SCHS: Programs & Events — Rosette Detail

You Can’t Kill a Man Because of the Books He Reads Angelo Herndon’s Fight for Free Speech

Angelo Herndon was charged under Georgia law with “attempting to incite insurrection”—a crime punishable by death. In 1932, the eighteen-year-old Black Communist Party organizer was arrested and had his room illegally searched and his radical literature seized. Charged under an old slave insurrection statute, Herndon was convicted by an all-white jury and sentenced to eighteen to twenty years on a chain gang. You Can’t Kill a Man Because of the Books He Reads chronicles Herndon’s five-year quest for freedom during a time when Blacks, white liberals and the radical left joined forces to define the nation’s commitment to civil rights and civil liberties.
 
Herndon’s champions included the young, Black Harvard Law School–educated attorney Benjamin J. Davis Jr.; the future historian C. Vann Woodward, who joined the interracial Herndon defense committee; the white-shoe New York lawyer Whitney North Seymour, who argued Herndon’s appeals; and literary friends Ralph Ellison, Langston Hughes and Richard Wright. With their support, Herndon won his freedom and reinvented himself as a Harlem literary star until a dramatic fall from grace.
 
A legal odyssey of Herndon’s narrow escape from certain death because of his unpopular political beliefs, You Can’t Kill a Man Because of the Books He Reads explores Herndon’s journey from Alabama coal miner to Communist Party organizer to Harlem hero and beyond.
 
Join author Brad Snyder and Professor Kenneth Mack for an engaging discussion about Angelo Herndon’s life and legal struggles.
 

Brad Snyder is the St. Thomas More Professor in Law and History; Anne Fleming Research Professor at Georgetown Law.
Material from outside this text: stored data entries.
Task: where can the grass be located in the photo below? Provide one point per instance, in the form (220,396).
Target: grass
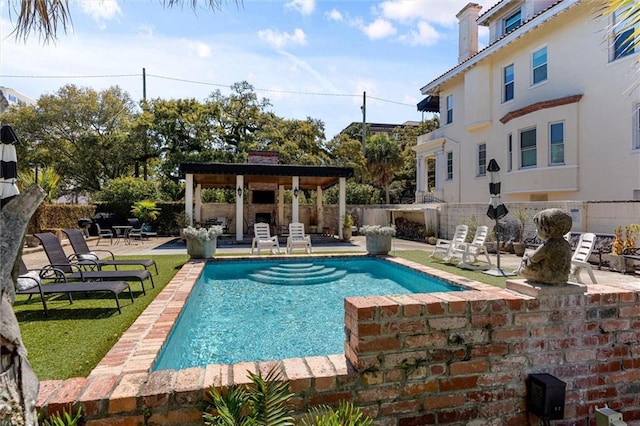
(75,337)
(421,257)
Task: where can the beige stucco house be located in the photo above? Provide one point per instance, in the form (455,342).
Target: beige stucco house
(551,98)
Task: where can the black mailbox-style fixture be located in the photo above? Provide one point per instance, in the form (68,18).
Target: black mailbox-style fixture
(545,396)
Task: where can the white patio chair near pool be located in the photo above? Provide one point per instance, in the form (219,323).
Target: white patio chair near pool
(444,247)
(263,239)
(298,239)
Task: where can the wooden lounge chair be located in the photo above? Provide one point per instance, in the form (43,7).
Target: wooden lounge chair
(263,239)
(468,252)
(82,252)
(86,270)
(580,258)
(297,238)
(31,282)
(443,247)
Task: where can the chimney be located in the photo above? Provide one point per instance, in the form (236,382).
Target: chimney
(468,31)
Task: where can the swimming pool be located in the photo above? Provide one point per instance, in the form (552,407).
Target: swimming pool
(255,310)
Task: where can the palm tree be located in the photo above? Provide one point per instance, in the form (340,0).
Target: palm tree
(384,160)
(43,17)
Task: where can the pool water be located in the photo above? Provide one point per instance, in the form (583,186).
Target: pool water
(257,310)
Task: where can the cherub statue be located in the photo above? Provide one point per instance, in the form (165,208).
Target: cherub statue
(551,262)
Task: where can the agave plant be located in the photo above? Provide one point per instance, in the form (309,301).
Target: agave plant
(263,404)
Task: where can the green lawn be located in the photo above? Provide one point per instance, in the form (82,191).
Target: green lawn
(75,337)
(73,340)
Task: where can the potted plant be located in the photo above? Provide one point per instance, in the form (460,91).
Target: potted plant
(201,242)
(146,212)
(313,221)
(378,238)
(623,241)
(347,227)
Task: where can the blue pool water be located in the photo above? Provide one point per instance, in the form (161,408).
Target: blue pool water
(258,310)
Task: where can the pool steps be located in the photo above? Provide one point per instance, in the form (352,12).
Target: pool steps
(298,274)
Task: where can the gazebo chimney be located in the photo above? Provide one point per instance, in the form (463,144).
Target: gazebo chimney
(262,157)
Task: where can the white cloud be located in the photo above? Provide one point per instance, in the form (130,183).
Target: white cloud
(279,39)
(101,10)
(380,28)
(432,11)
(423,35)
(202,50)
(333,15)
(304,7)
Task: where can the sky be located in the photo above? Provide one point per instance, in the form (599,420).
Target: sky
(310,58)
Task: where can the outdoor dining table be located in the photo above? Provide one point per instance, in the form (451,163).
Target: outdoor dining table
(122,232)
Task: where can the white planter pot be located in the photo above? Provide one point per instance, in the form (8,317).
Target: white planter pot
(197,249)
(378,244)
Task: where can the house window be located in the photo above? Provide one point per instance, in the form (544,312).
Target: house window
(509,152)
(512,22)
(508,83)
(623,41)
(556,143)
(482,159)
(539,65)
(528,150)
(636,126)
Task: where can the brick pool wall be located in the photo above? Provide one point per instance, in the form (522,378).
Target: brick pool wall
(444,358)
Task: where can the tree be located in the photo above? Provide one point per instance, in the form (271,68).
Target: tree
(85,135)
(384,159)
(44,16)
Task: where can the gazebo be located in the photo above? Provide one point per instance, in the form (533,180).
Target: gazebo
(266,180)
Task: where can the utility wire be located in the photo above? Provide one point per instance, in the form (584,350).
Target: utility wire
(293,92)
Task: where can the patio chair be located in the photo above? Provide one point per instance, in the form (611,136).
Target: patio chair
(82,252)
(298,239)
(104,233)
(263,239)
(468,252)
(580,258)
(32,282)
(443,247)
(86,270)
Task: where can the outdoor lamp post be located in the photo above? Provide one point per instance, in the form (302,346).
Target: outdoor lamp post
(496,211)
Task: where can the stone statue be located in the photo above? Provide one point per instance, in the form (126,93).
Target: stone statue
(18,383)
(551,262)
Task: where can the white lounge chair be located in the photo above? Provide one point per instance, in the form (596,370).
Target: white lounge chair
(580,258)
(468,252)
(297,238)
(263,239)
(443,247)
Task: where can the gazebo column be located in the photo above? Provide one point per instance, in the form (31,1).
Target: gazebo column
(280,218)
(188,198)
(198,208)
(342,207)
(295,211)
(239,206)
(319,208)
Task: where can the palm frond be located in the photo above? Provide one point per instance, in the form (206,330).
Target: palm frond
(269,399)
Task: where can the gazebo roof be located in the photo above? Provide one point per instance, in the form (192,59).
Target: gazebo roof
(222,175)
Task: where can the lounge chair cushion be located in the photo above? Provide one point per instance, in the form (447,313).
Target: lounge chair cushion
(28,280)
(88,256)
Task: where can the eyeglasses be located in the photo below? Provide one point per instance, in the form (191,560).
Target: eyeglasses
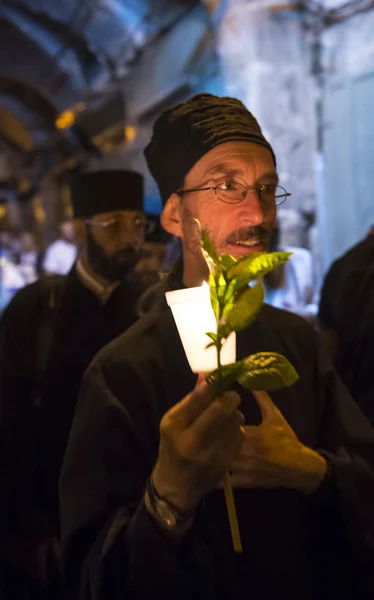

He is the author of Democratic Justice: Felix Frankfurter, the Supreme Court, and the Making of the Liberal Establishment, The House of Truth: A Washington Political Salon and the Foundations of American Liberalism and A Well-Paid Slave: Curt Flood’s Fight for Free Agency in Professional Sports.

Kenneth W. Mack is the inaugural Lawrence D. Biele Professor of Law and Affiliate Professor of History at Harvard University. He is also the co-faculty leader of the Harvard Law School Program on Law and History. He is the author of Representing the Race: The Creation of the Civil Rights Lawyer He is also the co-editor of In Between and Across: Legal History Without Boundaries.